You would like to pass the discount-code along with the selected-item to your “Buy Now” button, but you cannot, because the discount code is a custom state on the item-details page, and that property is not accessible inside the reusable element. You could try to pass it in, but you can only pass one object to your reusable element, so you’d have to choose whether to pass the discount or the selected-item.

This massively limits how much you can use reusable elements. You can use a reusable element only when responds to a single piece of information, never multiple pieces.
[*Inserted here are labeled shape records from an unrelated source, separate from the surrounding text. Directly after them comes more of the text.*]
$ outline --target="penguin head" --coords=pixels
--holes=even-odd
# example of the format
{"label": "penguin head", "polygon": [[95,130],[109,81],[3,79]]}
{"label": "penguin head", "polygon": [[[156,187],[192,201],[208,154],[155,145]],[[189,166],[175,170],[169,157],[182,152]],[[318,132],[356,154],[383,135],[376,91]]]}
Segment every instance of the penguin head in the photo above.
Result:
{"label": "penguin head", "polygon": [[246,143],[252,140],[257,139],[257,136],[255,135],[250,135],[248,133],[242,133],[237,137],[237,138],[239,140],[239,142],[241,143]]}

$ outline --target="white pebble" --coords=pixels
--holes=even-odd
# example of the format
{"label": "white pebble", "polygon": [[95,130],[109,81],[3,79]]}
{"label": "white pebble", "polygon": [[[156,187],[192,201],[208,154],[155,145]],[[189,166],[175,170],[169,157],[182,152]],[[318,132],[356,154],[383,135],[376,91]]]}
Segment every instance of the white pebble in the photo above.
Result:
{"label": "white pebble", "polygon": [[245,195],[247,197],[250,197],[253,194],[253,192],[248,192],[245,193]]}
This also has the consequence of making it impractical to nest reusable elements, because if you have element1, which accepts data source A and element 2 which accepts data source B, then if those show up together in a larger component element 3 you can’t pass them both their data, you’ll have to choose just one.

Likely, this was implemented this way in order to prevent users from relying on properties that don’t exist (e.g. what if you put the “Buy Now” button on the all-items page, and that page doesn’t have a discount custom state?

But this could all be easily avoided if Bubble would implement reusable elements that accept multiple data objects instead of just one.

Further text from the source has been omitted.